LONDON — Sustainable sneaker label Good News has joined forces with H&M on a capsule collection of unisex sneakers.
For founders Nia Jones and Ben Tattersall, the tie-in was an opportunity to have their sustainability mission heard on a bigger, more mainstream platform and to experiment with materials that required a level of investment that’s difficult to make as a small brand.
The sneakers, which have a retro flair and feature upbeat stripes and colors, were made using grape leather, fibers derived from banana plants and biodegradable soles.
“We were always familiar with grape leather, but we could never meet the minimums as a small company, so this is where it was amazing to have H&M’s power behind us,” Jones said.
Despite these efforts, there remains a lot of scrutiny around fast-fashion giants and their sustainability claims — which some often dismiss as greenwashing.
For the Good News duo, however, the retailer’s willingness to make changes and its levels of transparency — the Swedish company topped the 2020 transparency ranking by campaign group Fashion Revolution — made the tie-in a step in the right direction.
“Any time you put out a collaboration with a big corporation, there’s a lot of backlash. We really scrutinized this collaboration and want to have an open conversation about our findings, to educate people,” Jones said. “We’ve followed a lot of the high street and whenever we’ve been asked to do collaborations with one of these giants, we’ve always scrutinized everything. With H&M, we’ve done our due diligence and felt like they’re a company who are constantly making themselves better. A black and white attitude will not solve the problem, and we want to be part of the solution, we want to create these conversations even if they can be controversial.”
Tattersall added that amplifying a smaller voice on big platforms like that of H&M is the way forward for sustainable change to take place and these New Age, eco-friendly materials to start being used on larger scales.
“Their resources, contacts and production capabilities are just unbelievable and we could now harness all that. We just pushed them on everything, we looked at how we can improve each component and they really respected that,” he added, pointing to the additional opportunity to use H&M’s mass reach to also remove the stigma of “sustainability being hippy.”
Prices for the sneakers range from 40 to 80 pounds.

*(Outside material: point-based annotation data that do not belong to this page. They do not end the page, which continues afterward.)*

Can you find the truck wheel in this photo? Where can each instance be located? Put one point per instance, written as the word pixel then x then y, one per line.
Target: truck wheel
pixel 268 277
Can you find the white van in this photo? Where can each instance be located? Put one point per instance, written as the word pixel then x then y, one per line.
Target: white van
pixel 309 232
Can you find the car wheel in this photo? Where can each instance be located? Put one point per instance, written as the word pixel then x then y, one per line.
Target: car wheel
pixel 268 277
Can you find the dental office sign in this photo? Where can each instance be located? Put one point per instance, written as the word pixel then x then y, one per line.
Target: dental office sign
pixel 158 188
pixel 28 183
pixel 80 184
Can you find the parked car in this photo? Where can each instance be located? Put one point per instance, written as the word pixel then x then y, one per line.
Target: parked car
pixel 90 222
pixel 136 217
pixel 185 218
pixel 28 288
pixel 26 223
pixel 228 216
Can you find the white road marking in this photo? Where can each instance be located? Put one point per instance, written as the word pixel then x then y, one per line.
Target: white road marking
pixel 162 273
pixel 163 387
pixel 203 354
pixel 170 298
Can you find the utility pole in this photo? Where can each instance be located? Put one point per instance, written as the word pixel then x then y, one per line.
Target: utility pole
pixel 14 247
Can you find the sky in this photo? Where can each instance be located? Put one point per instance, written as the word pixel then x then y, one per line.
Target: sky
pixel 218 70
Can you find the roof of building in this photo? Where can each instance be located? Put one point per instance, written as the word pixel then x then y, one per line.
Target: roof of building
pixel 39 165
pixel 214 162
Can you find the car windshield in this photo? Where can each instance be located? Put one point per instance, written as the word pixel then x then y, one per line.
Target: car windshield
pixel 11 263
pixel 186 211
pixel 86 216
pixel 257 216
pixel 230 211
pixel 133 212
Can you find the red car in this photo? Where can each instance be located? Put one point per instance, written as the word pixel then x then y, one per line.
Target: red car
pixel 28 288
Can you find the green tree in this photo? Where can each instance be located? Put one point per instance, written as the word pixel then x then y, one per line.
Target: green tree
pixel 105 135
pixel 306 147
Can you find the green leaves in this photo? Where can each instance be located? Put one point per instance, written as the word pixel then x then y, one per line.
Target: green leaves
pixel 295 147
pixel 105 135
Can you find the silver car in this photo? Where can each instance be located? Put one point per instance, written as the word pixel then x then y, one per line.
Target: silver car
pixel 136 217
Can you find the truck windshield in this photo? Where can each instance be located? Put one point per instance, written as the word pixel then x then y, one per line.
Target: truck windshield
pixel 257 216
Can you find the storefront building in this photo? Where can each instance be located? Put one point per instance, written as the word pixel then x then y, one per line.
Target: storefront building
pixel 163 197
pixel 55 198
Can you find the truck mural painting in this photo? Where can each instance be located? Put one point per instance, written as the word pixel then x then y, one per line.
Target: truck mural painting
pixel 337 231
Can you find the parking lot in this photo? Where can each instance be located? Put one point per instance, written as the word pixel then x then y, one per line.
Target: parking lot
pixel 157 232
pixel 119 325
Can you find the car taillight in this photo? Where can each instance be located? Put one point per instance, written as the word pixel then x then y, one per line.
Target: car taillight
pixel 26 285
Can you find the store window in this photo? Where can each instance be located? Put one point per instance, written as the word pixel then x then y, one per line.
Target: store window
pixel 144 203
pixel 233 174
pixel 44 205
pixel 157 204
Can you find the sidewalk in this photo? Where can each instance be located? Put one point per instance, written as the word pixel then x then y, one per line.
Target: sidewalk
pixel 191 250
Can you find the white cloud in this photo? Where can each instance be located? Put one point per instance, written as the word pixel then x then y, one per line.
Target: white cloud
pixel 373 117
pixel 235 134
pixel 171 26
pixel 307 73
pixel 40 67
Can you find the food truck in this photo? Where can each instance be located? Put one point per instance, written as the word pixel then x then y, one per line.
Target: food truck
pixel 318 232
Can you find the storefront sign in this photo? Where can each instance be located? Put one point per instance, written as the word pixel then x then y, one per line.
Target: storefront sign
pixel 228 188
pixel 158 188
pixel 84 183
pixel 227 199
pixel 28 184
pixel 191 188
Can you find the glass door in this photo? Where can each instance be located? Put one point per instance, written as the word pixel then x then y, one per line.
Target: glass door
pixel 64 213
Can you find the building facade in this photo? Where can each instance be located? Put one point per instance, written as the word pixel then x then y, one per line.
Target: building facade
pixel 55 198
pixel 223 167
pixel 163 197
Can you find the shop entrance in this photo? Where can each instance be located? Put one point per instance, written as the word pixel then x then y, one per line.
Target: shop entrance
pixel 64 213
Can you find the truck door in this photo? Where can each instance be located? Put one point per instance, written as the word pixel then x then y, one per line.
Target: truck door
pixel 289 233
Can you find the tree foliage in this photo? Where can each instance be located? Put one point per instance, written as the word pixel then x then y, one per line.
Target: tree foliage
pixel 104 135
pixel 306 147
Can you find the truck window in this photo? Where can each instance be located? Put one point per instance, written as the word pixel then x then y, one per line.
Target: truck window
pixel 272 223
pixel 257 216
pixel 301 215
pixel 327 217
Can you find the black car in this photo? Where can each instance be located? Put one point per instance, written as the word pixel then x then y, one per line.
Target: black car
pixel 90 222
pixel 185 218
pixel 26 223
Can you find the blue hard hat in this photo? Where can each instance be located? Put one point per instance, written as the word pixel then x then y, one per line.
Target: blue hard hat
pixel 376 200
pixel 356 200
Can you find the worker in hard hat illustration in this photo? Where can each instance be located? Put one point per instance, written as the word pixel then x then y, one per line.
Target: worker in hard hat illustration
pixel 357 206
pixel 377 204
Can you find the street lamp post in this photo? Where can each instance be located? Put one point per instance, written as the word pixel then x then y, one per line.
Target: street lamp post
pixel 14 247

When it comes to its main line, the label has amassed a network of top stockists, including the likes of Browns, Selfridges and Galeries Lafayettes. Despite challenging market conditions in 2020, both the wholesale business and the label’s own e-commerce continue to grow.
“Last year was our biggest year yet in terms of year-on-year growth and this year we’re on a trajectory to surpass that as well,” said Tattersall, adding that the plan is to start putting more focus on e-commerce and continue investing in sustainable development, primarily achieving carbon neutrality and being able to offer fully biodegradable soles.
“The world cannot sustain the fashion industry as it is, materials have to be self-sustainable, It has to move this way — there’s no alternative, this will become everyone’s norm.”